Handlungsmöglichkeiten anwenden: SPD und CDU gehen gegen Schrottimmobilien vor

692368_web_R_K_B_by_Rainer Sturm_pixelio.de(PM SPD-Ratsfraktion MG) Nicht nur nach Auffassung der Ratsfraktionen von SPD und CDU stellen verwahrloste Immobilien ein großes Problem für eine weitere positive Entwicklung der Stadt dar. „Leer stehende und verwahrloste Immobilien können negativ auf die benachbarten Gebäude und auf ganze Stadtquartiere ausstrahlen. Vor diesem Hintergrund haben sich die SPD- und die CDU-Ratsfraktion gemeinsam dazu entschlossen, kurzfristig gegen sogenannte „Schrottimmobilien“ vorzugehen“, erklärte der umweltpolitische Sprecher der SPD-Ratsfraktion, Oliver Büschgens.

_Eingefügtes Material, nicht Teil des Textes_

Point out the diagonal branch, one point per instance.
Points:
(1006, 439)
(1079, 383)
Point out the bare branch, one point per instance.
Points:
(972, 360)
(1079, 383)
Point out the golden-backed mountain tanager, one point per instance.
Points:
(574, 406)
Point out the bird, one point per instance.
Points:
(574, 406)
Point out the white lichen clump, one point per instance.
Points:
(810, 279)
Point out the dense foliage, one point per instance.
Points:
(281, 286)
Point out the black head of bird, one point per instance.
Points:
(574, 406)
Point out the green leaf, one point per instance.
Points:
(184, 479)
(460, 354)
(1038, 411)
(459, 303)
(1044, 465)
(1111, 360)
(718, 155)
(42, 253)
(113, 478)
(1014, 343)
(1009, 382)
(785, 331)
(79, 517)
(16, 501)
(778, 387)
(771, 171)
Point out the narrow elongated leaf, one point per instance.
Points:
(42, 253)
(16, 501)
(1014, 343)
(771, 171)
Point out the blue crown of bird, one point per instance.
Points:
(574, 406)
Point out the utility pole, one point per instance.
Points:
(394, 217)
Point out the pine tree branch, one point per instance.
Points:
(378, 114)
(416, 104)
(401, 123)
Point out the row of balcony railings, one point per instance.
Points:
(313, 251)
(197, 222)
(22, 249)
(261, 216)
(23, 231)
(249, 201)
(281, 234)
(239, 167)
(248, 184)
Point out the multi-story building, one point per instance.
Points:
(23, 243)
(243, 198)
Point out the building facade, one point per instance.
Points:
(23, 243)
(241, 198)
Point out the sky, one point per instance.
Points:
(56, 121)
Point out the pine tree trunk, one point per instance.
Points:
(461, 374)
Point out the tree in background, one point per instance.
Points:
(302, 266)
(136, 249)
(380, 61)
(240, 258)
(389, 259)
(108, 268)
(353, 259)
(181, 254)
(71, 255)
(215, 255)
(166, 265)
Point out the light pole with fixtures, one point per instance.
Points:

„Wenn Eigentümer wegen zu geringer Gewinnerwartungen Instandhaltung und Modernisierung ihrer Immobilien zu Lasten der Mieterinnen und Mieter jahrelang vernachlässigen, bleibt den Kommunen häufig nur noch der Abriss solcher Gebäude. Es wurde daher höchste Zeit, dass die Kommunen ein Mittel in die Hand bekommen um gegen Schrottimmobilien vorgehen zu können“, freut sich der Vorsitzende der SPD-Fraktion Felix Heinrichs über die neuen gesetzlichen Handlungsmöglichkeiten. Mit der Novellierung des Baugesetzbuches durch den Bund sowie der Verabschiedung des Wohnungsaufsichtsgesetzes durch den nordrhein-westfälischen Landtag wurden die rechtlichen Möglichkeiten der Kommunen gestärkt, gegen Besitzer vorzugehen, die ihre Häuser und Wohnungen vernachlässigen.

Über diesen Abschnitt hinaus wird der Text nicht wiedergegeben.